What The Martian has over Castaway and Gravity is that the protagonist, while being stranded alone, isn’t the only person we see for the majority of the film. We see the team of NASA scientists working nonstop on a rescue mission and Watney’s crew mourning as they make the long journey home without their fellow astronaut. This alleviates some of the monotony you get with the other films.
It also casts Matt Damon as our stranded hero. Not that Tom Hanks and Sandra Bullock can’t hold a movie, obviously. But this is probably my favorite Matt Damon film to date. His determination to survive is matched only by his wit. He adds a level of charm and humor in a situation that would cause most to simply give up. The humor is smart and shows exactly the type of personality that could even have a chance at surviving.

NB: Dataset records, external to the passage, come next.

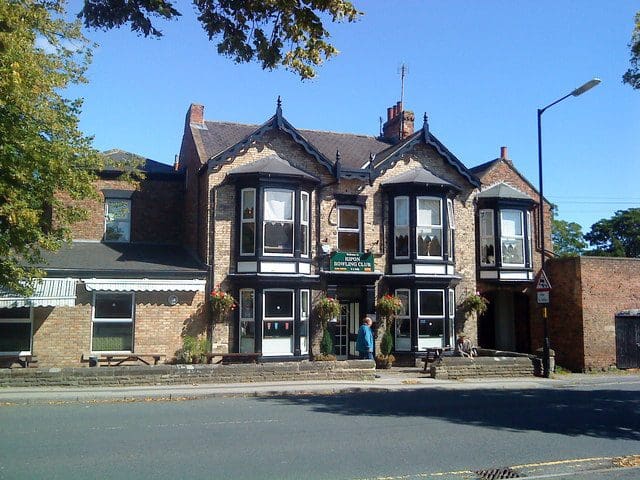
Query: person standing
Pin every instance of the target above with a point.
(364, 341)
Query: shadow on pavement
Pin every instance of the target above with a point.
(598, 413)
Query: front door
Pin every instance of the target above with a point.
(345, 330)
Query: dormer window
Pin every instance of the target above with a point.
(117, 214)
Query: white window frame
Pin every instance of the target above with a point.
(397, 227)
(20, 320)
(251, 319)
(244, 221)
(305, 202)
(291, 221)
(432, 226)
(114, 320)
(487, 238)
(516, 237)
(126, 237)
(350, 230)
(304, 320)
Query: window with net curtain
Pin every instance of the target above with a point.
(278, 221)
(429, 227)
(113, 322)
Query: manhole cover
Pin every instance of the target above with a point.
(496, 474)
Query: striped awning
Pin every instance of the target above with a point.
(143, 285)
(48, 292)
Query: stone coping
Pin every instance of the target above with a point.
(184, 374)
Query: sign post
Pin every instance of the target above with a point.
(543, 287)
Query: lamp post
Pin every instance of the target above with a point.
(578, 91)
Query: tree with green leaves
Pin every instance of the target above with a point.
(632, 76)
(568, 240)
(45, 160)
(288, 33)
(618, 236)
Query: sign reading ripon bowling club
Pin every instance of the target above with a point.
(351, 262)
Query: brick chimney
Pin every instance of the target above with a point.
(196, 114)
(399, 124)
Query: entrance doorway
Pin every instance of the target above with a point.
(345, 330)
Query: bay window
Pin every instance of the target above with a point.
(401, 227)
(248, 222)
(512, 237)
(113, 315)
(278, 222)
(247, 320)
(429, 227)
(15, 330)
(487, 242)
(349, 229)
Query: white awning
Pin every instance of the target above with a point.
(143, 285)
(48, 292)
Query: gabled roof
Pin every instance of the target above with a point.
(504, 191)
(390, 156)
(271, 165)
(357, 153)
(115, 158)
(419, 176)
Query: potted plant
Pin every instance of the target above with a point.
(387, 306)
(221, 304)
(327, 308)
(385, 359)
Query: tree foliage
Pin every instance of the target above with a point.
(568, 240)
(618, 236)
(44, 159)
(632, 76)
(288, 33)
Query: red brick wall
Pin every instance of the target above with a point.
(156, 212)
(603, 286)
(566, 327)
(61, 335)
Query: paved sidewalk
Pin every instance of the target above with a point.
(395, 379)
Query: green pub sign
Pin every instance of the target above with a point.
(351, 262)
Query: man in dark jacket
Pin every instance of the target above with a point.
(364, 342)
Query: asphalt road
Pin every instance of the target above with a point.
(397, 435)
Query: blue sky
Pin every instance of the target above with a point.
(479, 69)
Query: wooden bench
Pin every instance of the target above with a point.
(25, 361)
(227, 358)
(432, 354)
(117, 359)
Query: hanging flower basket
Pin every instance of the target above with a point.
(388, 306)
(221, 304)
(327, 308)
(475, 303)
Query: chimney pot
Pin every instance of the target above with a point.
(196, 113)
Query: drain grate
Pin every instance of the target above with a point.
(496, 474)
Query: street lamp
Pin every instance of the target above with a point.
(578, 91)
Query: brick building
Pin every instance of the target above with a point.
(277, 217)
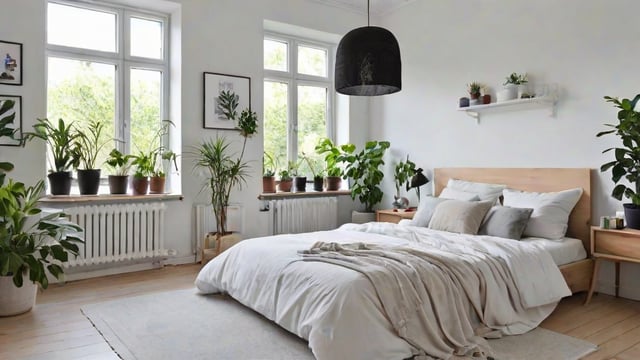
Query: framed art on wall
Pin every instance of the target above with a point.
(215, 83)
(11, 71)
(11, 111)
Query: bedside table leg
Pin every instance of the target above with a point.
(594, 278)
(617, 277)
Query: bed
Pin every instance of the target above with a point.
(340, 308)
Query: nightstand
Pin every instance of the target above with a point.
(393, 216)
(613, 245)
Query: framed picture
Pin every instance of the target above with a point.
(215, 83)
(11, 107)
(11, 71)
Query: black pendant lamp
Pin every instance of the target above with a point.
(368, 62)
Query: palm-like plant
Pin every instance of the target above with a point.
(225, 170)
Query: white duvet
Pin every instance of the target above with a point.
(338, 310)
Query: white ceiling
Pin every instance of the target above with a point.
(378, 7)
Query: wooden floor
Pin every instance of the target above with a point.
(56, 329)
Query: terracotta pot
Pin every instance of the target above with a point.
(118, 184)
(333, 183)
(285, 185)
(268, 184)
(156, 185)
(140, 185)
(14, 300)
(60, 182)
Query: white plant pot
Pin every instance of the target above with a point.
(507, 93)
(14, 300)
(358, 217)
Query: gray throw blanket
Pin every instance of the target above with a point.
(425, 294)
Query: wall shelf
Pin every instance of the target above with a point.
(543, 101)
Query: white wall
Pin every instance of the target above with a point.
(587, 47)
(222, 36)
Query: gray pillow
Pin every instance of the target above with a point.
(464, 217)
(425, 210)
(505, 222)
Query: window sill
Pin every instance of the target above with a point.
(286, 195)
(82, 199)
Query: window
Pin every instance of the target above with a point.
(298, 98)
(108, 64)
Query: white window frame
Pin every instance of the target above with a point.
(123, 62)
(293, 79)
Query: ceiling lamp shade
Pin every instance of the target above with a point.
(368, 63)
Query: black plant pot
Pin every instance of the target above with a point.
(632, 216)
(60, 183)
(300, 183)
(89, 181)
(318, 182)
(118, 184)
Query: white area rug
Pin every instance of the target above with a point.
(184, 325)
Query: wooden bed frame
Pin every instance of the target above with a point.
(576, 274)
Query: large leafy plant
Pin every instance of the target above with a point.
(627, 158)
(225, 169)
(30, 242)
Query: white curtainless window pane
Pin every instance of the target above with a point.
(80, 92)
(146, 38)
(81, 28)
(146, 105)
(275, 55)
(312, 123)
(275, 121)
(312, 61)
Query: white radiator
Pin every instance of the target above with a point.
(119, 232)
(292, 216)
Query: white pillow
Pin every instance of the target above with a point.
(486, 192)
(425, 210)
(550, 210)
(449, 193)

The supporting cast holds up the other side of the story. While they don’t get nearly the screen time or character development, they balance out the story. Chastain, Jeff Daniels, Kate Mara, and the rest handle their roles well.
The cinematography is superb. Sweeping Martian landscapes come to life and seem real. The storms are ferocious. You feel stuck, alone on the desolate planet.
Another of the film’s strong points is the believability of the story. The film isn’t simply one disaster after another and the science behind it seems plausible. My only regret is that I did not see the film in IMAX. I can only imagine how much more impressive it would have been.